Example- the rape of the writer’s wife in A Clockwork Orange is made far more horrid by seeing the droogs stripping her.
Well, hitting/cutting/shooting people irl is actively discouraged and punished at all age levels. Fucking, otoh, is actively encouraged…so long as you’re over a certain age. It seems perfectly reasonable to think kids would more likely to actually be influenced by sex than by violence.
Because the Buy Bull is real particular about who you can and cannot sleep with and what you can do with them, but general mayhem up to and including mass murder of everyone on the planet is A-OK! Remember, out of all of God’s creation (you remember, that PERFECT AND OMNISCIENT GOD), that only Noah and his family didn’t deserve a drownin’ .
So now I have saved Der Trihs the need to post in this thread!
Unless I am really, really into the movie, if the actors are made to do something that I wouldn’t want to do I am sympathetic and kind of derailed from the movie. So, I know that the violence is all fake violence, but somebody getting naked is really getting naked, and some actor throwing up onscreen is really throwing up–I mean they may be spitting out canned pea soup, but that in itself is horrible.
So you can argue if (as an example) somebody really had sex in a certain movie, but the fact is if two actors are rolling around naked together, that’s close enough.
So it’s not that I object to it, but it stops the fantasy.

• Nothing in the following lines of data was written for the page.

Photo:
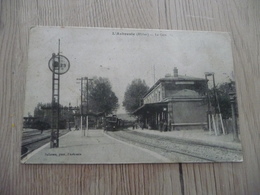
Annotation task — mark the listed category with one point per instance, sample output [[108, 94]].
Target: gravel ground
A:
[[178, 150]]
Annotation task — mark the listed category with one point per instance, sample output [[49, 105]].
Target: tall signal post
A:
[[59, 65], [83, 99]]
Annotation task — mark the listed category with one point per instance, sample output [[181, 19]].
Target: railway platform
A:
[[94, 148], [198, 136]]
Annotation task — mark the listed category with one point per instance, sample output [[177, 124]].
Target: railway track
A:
[[178, 150]]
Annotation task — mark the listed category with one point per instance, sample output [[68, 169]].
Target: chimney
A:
[[175, 72]]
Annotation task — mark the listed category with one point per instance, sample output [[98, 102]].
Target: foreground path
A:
[[177, 149], [96, 147]]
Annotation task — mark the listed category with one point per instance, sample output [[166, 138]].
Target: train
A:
[[113, 123]]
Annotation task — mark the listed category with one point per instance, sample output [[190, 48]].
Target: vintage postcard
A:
[[108, 96]]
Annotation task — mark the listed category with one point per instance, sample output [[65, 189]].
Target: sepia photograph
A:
[[113, 96]]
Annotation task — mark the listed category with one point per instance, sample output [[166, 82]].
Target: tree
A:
[[134, 94], [101, 98]]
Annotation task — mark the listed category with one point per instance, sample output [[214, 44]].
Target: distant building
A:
[[176, 100]]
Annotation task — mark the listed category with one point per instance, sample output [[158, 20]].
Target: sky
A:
[[121, 55]]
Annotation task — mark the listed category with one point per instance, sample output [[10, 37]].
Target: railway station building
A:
[[178, 101]]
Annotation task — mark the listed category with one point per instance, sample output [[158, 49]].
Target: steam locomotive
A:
[[113, 123]]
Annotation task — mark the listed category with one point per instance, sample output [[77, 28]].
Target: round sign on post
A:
[[59, 64]]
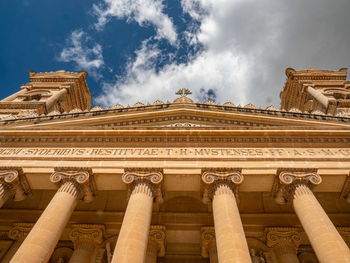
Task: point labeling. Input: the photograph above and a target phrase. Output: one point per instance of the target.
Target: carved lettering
(239, 153)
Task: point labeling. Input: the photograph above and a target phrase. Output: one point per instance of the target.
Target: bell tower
(48, 93)
(316, 91)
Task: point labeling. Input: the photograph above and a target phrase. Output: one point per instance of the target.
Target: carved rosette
(19, 231)
(81, 178)
(287, 180)
(157, 238)
(13, 183)
(345, 193)
(82, 235)
(211, 179)
(207, 240)
(283, 237)
(153, 178)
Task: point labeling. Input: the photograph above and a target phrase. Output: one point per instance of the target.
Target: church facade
(178, 181)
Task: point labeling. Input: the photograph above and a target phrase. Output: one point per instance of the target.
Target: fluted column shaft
(133, 237)
(4, 194)
(324, 238)
(286, 254)
(151, 254)
(230, 239)
(213, 254)
(42, 239)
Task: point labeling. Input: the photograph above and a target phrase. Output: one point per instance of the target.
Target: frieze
(174, 153)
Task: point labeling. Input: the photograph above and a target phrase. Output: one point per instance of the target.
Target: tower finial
(183, 92)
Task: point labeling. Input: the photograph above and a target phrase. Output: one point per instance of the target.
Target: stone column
(156, 243)
(219, 187)
(346, 190)
(208, 244)
(285, 242)
(294, 186)
(54, 98)
(74, 184)
(144, 187)
(17, 233)
(13, 184)
(85, 239)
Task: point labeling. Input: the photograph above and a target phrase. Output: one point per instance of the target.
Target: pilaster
(213, 178)
(287, 180)
(13, 184)
(78, 182)
(152, 178)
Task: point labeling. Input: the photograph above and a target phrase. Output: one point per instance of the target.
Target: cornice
(272, 112)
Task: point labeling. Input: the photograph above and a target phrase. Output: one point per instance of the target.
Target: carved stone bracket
(14, 183)
(345, 193)
(283, 237)
(207, 240)
(82, 179)
(157, 238)
(19, 231)
(287, 179)
(84, 233)
(152, 177)
(345, 234)
(211, 179)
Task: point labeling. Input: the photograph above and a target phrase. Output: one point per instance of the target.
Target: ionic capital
(153, 178)
(19, 231)
(81, 178)
(208, 240)
(13, 183)
(157, 238)
(345, 193)
(213, 178)
(287, 180)
(283, 237)
(87, 234)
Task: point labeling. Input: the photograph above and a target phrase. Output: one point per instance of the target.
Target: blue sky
(144, 50)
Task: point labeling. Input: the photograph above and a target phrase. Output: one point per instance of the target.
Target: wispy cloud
(77, 51)
(246, 45)
(144, 12)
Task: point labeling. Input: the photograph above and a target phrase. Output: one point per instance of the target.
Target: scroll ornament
(14, 183)
(212, 179)
(81, 178)
(153, 178)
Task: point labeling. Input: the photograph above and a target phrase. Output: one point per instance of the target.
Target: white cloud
(247, 44)
(142, 11)
(208, 71)
(89, 59)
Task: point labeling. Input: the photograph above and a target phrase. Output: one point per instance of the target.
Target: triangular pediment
(182, 116)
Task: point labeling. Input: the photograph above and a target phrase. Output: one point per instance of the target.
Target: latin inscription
(177, 152)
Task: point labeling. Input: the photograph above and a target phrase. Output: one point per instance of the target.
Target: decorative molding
(157, 238)
(208, 240)
(345, 193)
(345, 234)
(82, 179)
(19, 231)
(283, 237)
(212, 178)
(14, 183)
(153, 177)
(286, 180)
(82, 234)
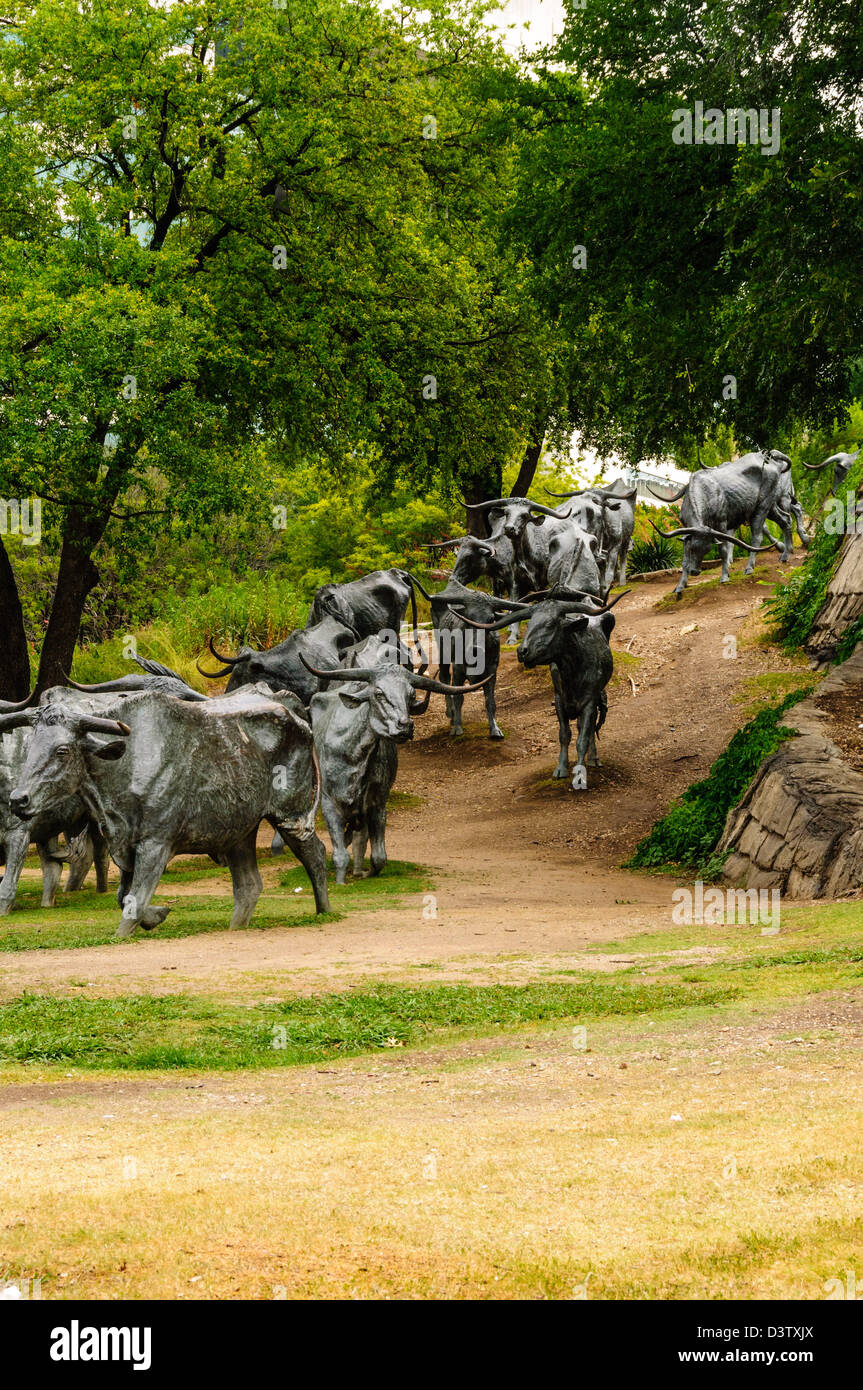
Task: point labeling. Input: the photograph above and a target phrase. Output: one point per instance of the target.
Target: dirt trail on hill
(521, 863)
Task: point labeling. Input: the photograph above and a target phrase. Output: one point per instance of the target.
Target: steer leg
(587, 733)
(335, 826)
(612, 560)
(150, 862)
(52, 870)
(377, 830)
(17, 847)
(566, 733)
(313, 858)
(242, 862)
(756, 528)
(81, 858)
(494, 727)
(360, 840)
(685, 571)
(457, 702)
(726, 549)
(100, 861)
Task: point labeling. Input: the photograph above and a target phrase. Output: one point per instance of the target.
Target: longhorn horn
(755, 549)
(498, 624)
(15, 719)
(427, 683)
(214, 676)
(681, 530)
(549, 512)
(341, 673)
(92, 724)
(484, 506)
(9, 706)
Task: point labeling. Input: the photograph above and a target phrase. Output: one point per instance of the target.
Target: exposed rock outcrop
(842, 603)
(799, 826)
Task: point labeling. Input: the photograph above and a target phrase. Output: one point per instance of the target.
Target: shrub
(795, 603)
(691, 830)
(658, 553)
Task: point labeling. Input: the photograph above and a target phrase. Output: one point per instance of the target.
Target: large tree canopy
(224, 223)
(703, 262)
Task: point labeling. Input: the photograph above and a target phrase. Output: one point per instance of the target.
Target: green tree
(229, 224)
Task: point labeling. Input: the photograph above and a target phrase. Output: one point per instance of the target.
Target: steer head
(60, 755)
(391, 695)
(510, 516)
(552, 627)
(553, 617)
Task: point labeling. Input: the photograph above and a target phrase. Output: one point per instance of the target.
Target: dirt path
(521, 863)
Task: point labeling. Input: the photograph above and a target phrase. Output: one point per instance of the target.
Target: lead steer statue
(164, 776)
(68, 818)
(368, 605)
(719, 501)
(842, 464)
(356, 733)
(614, 528)
(284, 667)
(463, 652)
(569, 633)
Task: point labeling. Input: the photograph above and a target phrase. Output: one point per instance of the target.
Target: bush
(691, 830)
(795, 603)
(658, 553)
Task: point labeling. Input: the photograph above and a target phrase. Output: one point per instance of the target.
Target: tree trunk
(528, 464)
(75, 578)
(15, 666)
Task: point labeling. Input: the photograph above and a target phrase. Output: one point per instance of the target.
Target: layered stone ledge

They used to cut away after a kiss, and then show them smoking in bed. Now you see all the sex and if somebody smokes in a movie it gets an NC17 rating.*
ETA I think I may be exaggerating. Probably it’s just an R
Exactly. It’s common sense. Teenagers have strong sexual urges. Younger children soon will. Watching movies and TV with sex scenes can help normalize the process for young minds and thus make it more likely that they’ll actually do it. On the other hand, there’s little similar danger from watching a war movie like Saving Private Ryan.
Well, it IS. If a couple of teenagers who were planning on going to college or whatever have to drop out to raise a kid, maybe go on the dole, then it is a bad thing. My friend was an honors student, bright as a button, can quote Shakespeare, do differential equations, you name it. Got knocked up by some bozo who is nowadays in prison and she is in and out of rehab with her mother raising the two year old for the most part…
Personally I can’t wear a condom, but I have had all kinds of wild sex but one thing I don’t do is come in a fertile woman’s vajayjay. There are lots of satisfying things that a man can do with a woman that don’t involve that.
But a lot of people are just too damn dumb and they think the old in and out is all there is to sex. Very sorry state of affairs, really.
Not that violence is good. But stupid sex can really fuck up your life.
Right, but most parents are more concerned about stupid sex than stupid violence. They’re also more likely to hear about stupid violence and to feel like they can step in and do something about it if it occurs, whereas they may feel that controlling what movies their kids watch is as much input as they’ll get into what kind of sex the kids have.